Ich nickte. Mittlerweile wusste ich, dass wir uns in Karlsruhe befanden, und die Ungewissheit über unseren nächsten Aufenthaltsort machte mir ein mulmiges Gefühl. Trotzdem war ich dankbar, dass sie so schnell gehandelt hatten. Es fühlte sich an, als wäre das Netz um uns immer enger geworden, und der Gedanke, Benjamin in Sicherheit zu bringen, gab mir etwas Ruhe.
„Wir werden in einem Rettungswagen mitfahren, begleitet von Gustav und einem weiteren Personenschützer namens Otto,“ fuhr Frau Grünwald fort. „Der AirTag, den wir in Benjamins Schulter gefunden haben, wurde in einem anderm Fahrzeug ohne Fenster aus der Notaufnahme herausgebracht. Unser Ziel ist es, die Täter in eine Falle zu locken.“
Ein leises Zittern lief mir über den Rücken bei dem Gedanken, dass sie uns vielleicht schon ganz nah gewesen waren.

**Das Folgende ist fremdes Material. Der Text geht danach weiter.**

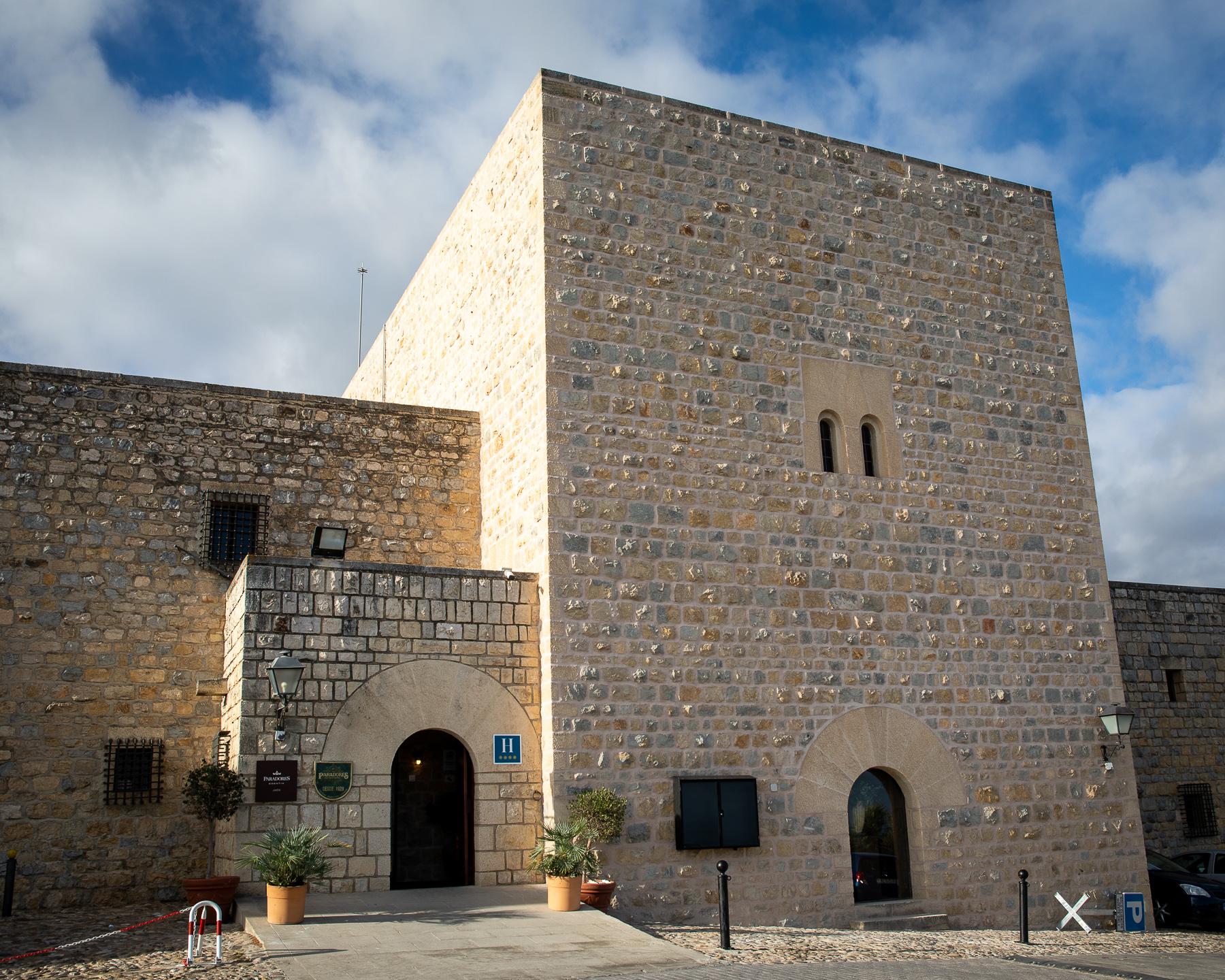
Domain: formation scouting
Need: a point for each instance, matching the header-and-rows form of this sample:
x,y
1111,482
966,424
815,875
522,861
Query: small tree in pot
x,y
212,793
289,860
603,811
565,855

Ich sah zu Benjamin, der immer noch schlief. Das er seinen Daumen wieder im Mund hatte ließ mich ein wenig schmunzeln, auch wenn ich wusste das es ein Zeichen von der Suche nach Trost und Geborgenheit ist. Er sah so friedlich aus, so unschuldig. Und in diesem Moment wurde mir klar, wie sehr ich alles tun würde, um ihn zu beschützen. „Wann brechen wir auf?“ fragte ich leise.
„Sobald er wach ist,“ antwortete Gustav. „Wir wollen ihn nicht überstürzen, aber wir dürfen auch keine Zeit verlieren.“
Ich legte eine Hand sanft auf Benjamins Stirn und strich ihm über die Haare. „Es wird alles gut, mein Kleiner,“ flüsterte ich, mehr zu mir selbst als zu ihm.

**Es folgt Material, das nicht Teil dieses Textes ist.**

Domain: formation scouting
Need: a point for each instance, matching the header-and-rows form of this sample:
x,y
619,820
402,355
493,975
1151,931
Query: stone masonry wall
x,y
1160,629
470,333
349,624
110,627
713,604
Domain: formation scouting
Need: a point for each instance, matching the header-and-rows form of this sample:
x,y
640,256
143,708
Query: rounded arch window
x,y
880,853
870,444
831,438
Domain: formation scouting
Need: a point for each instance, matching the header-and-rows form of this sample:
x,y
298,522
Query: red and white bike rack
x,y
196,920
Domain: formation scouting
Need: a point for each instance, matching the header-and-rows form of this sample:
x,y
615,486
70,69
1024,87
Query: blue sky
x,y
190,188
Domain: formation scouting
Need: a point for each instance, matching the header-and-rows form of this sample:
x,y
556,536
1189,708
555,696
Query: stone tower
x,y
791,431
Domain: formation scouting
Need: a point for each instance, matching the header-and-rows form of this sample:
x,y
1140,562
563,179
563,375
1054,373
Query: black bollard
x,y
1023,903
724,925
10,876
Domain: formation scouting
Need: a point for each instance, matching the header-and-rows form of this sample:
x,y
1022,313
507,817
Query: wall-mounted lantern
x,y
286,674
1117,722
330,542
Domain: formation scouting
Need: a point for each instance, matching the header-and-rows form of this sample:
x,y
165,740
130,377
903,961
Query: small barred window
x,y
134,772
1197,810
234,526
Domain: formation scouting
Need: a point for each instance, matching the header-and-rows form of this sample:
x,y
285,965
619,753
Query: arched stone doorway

Ich weckte ihn Sanft und nahm ihn vorsichtig auf den Arm, ich spürte sein kleines, warmes Gesicht an meiner Schulter. Er war so erschöpft, und ich wusste, dass diese Momente für ihn alles bedeutete.
Als ich ihn frisch gemacht und ihm seine Kleidung wieder angezogen hatte, konnte ich sehen, wie sehr ihn all das mitgenommen hatte. Seine Augen fielen immer wieder zu, und es war klar, dass er es nicht alleine schaffen würde, wach zu bleiben.
„Komm her, mein Schatz,“ flüsterte ich, als ich ihn vorsichtig wieder hochnahm. Sofort legte er seinen Kopf an meine Schulter, seine Atmung wurde ruhiger, und ich konnte spüren, wie er sich langsam entspannte. Ich hielt ihn fest, spürte sein kleines Herz gegen meine Brust schlagen, während wir den Flur entlang gingen.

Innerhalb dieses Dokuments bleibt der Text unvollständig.